Council Tax in Scotland is a tax on domestic property which was introduced across Scotland in 1993, along with England and Wales, following passage of the Local Government Finance Act 1992. It replaced the Community Charge (popularly known as the Poll Tax). Each property is assigned one of eight bands (A to H) based on property value, and the tax is set as a fixed amount for each band. Some properties are exempt from the tax, some people are exempt from the tax, while some get a discount.

== Organisation ==
Council Tax is collected by local authorities though part of the tax goes to Scottish Water for water and sewage services.

=== Liability for Council Tax ===
In general terms: The occupiers of a property are liable, regardless of tenure, or the owners if the property is unoccupied, except if the property is a 'house in multiple occupation', in which case the landlord is liable for paying the Council Tax.

==Calculation==
Each dwelling is allocated to one of eight bands coded by letters A to H on the basis of its assumed capital value as of 1 April 1991 and newer properties than this are assigned a nominal 1991 value. Assessment of property values is performed by the Assessor appointed by each local authority; in some cases there is a valuation joint board that covers multiple council areas.

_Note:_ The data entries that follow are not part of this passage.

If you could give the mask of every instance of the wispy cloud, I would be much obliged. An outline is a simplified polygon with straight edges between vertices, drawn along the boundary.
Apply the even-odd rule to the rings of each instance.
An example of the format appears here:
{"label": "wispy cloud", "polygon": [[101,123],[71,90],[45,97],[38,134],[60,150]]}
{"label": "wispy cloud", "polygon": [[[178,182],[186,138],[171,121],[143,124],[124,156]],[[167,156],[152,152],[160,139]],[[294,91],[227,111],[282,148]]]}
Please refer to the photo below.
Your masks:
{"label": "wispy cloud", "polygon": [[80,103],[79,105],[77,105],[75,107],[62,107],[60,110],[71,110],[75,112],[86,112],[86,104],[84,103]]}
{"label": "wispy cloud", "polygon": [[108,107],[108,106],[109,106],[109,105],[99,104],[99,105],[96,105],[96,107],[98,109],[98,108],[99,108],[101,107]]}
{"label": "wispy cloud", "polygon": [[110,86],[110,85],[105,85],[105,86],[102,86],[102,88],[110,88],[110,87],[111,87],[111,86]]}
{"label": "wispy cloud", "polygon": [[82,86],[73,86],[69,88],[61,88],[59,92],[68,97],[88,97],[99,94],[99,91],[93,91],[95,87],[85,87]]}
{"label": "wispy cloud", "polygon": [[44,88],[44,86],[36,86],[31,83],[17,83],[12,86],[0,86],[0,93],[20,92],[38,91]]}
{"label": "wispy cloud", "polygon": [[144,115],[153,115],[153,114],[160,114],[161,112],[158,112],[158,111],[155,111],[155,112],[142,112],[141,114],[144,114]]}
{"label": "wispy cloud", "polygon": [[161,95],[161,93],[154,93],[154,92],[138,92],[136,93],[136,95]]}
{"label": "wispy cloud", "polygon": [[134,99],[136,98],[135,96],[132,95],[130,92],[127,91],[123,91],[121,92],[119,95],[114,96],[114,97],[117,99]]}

Each local authority sets a tax rate expressed as the annual levy on a Band D property inhabited by two liable adults. This decision automatically sets the amounts levied on all types of households and dwellings. The nominal Band D property total is calculated by adding together the number of properties in each band and multiplying by the band ratio. So 100 Band D properties will count as 100 nominal Band D properties, whereas 100 Band C properties will count as 89 nominal Band D properties. Each collecting authority then adds together the Band D amounts for their area (or subdivisions of their area in the case, for example, of civil parish council precepts) to reach a total Band D council tax bill. To calculate the council tax for a particular property a ratio is then applied. A Band D property will pay the full amount, whereas a Band H property will pay 245% of that figure.

===Current bands===
Council Tax bands as of April 2017, and ratios levied, are:

| Band | Value (relative to 1991 prices) | proportion of band D | Ratio as % |
|---|---|---|---|
| A | up to £27,000 | 240/360 | 67% |
| B | £27,001 to £35,000 | 280/360 | 78% |
| C | £35,001 to £45,000 | 320/360 | 89% |
| D | £45,001 to £58,000 | 360/360 | 100% |
| E | £58,001 to £80,000 | 473/360 | 131% |
| F | £80,001 to £106,000 | 585/360 | 163% |
| G | £106,001 to £212,000 | 705/360 | 196% |
| H | £212,001 and above | 882/360 | 245% |

==Criticism==

===Collection of unpaid tax===

Criticism has been levied not so much at the principle of the tax but at its debt collection arrangements: Community Charge and Council Tax debts can be pursued up to 40 years later (Note: Councils can issue a warrant up to 20 years after the tax was due, but have a further 20 years to collect the tax after the warrant is issued. Any part of the 20 years in which to issue the warrant that is remaining is not added to the 20 years in which the tax can be recovered.) – few people will have conserved their payment receipts for such a long time and as such are unable to prove that they paid. Under Scottish Law, it is the responsibility of the tax payer to prove that the tax has been paid, not for the council to prove that it has not. John Wilson MSP presented an Enforcement of Local Tax Arrears (Scotland) Bill on 19 March 2010 in order to try to reduce this collection time from 20 to 5 years. Although Wilson's bill has not made any progress (as of October 2016), the Scottish parliament has passed the Community Charge Debt (Scotland) Bill to stop Councils pursuing debts from the older Community Charge, though there are some scrutiny stages to go through before it can become law.